Der Psychologe ergänzt, dass sich auch die Frage stelle, ob wir uns wirklich als Avatare in Meetings begegnen wollen. Selbst wenn sich ein Zusammenkommen in einer Welt voller Avatare tatsächlich etablieren würde, ist die Frage offen, was das mit uns als Menschen langfristig macht und welche psychologischen Effekte auftreten.

Huber stellt klar, dass es für den Siegeszug des Metaverse mehr braucht als eine ausgefeilte Technologie. Dabei seien Nutzerinnen und Nutzer diejenigen, die mitentscheiden, ob sich eine Technologie gesellschaftlich durchsetzt. Anwendende müssten die neue Technologie explizit nutzen wollen, was wiederum bedinge, dass die Technologie einfach anwendbar und für die Leute einen direkten Vorteil durch die Nutzung ermögliche.
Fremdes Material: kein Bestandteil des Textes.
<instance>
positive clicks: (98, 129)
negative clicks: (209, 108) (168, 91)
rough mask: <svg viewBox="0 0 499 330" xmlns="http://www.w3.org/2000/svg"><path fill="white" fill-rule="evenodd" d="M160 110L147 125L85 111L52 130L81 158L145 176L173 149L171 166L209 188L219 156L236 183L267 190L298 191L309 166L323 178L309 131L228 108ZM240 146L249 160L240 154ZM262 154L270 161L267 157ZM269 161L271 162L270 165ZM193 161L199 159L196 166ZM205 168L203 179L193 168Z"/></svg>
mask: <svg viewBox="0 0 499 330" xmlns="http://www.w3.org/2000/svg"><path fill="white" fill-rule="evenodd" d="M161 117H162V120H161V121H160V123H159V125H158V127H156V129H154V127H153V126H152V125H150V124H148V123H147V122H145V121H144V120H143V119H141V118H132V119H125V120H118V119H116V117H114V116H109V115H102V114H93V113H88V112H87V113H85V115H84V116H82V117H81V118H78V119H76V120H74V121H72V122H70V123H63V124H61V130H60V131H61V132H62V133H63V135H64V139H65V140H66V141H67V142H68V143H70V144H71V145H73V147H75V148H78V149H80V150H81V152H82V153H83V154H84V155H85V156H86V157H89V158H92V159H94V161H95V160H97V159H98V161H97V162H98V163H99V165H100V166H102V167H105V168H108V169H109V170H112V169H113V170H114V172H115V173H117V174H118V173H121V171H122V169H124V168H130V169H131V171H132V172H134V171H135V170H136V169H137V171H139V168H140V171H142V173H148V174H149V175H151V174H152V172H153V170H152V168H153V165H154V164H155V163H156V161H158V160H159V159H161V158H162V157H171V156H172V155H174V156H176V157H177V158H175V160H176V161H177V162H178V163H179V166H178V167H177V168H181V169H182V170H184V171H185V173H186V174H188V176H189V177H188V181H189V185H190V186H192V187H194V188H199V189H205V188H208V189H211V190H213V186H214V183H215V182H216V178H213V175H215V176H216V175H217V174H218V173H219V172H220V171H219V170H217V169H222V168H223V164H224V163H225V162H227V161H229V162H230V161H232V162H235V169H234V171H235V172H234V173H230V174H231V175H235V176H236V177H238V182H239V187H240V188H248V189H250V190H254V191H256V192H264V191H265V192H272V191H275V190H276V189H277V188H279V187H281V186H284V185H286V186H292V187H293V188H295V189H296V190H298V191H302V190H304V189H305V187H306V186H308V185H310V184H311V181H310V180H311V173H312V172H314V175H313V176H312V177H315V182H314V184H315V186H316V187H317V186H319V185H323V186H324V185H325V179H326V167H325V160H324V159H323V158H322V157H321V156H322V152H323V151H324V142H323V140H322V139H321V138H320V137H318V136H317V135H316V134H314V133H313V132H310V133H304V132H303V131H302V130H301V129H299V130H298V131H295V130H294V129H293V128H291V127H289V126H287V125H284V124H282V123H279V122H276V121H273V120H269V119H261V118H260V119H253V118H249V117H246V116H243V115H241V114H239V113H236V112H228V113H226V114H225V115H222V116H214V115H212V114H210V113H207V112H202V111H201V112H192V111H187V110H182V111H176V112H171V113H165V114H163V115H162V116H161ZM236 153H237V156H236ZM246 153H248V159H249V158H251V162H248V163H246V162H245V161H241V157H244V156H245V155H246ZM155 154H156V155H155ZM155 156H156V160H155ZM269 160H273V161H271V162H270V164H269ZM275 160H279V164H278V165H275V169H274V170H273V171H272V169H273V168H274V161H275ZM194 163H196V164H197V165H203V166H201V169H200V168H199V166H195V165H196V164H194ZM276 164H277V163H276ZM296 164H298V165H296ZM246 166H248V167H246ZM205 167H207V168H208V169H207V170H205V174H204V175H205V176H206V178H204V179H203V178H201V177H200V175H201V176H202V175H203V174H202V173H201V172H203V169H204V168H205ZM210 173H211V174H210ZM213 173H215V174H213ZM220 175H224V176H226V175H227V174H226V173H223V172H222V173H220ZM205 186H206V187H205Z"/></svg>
Huber ergänzt: «Der wirkliche Transformationszauber entsteht in der Regel aus einer Vermischung verschiedenster Trends in Kombination mit katalysierend wirkenden und nicht vorhergesehenen Events.» Als Beispiel eines solchen Beschleunigers verweist er auf die Pandemie, denn «interessanterweise wirkte diese durch die Pandemie entstandene Mischung überfordernd und löste gleichzeitig auch kreative gesellschaftliche Prozesse aus».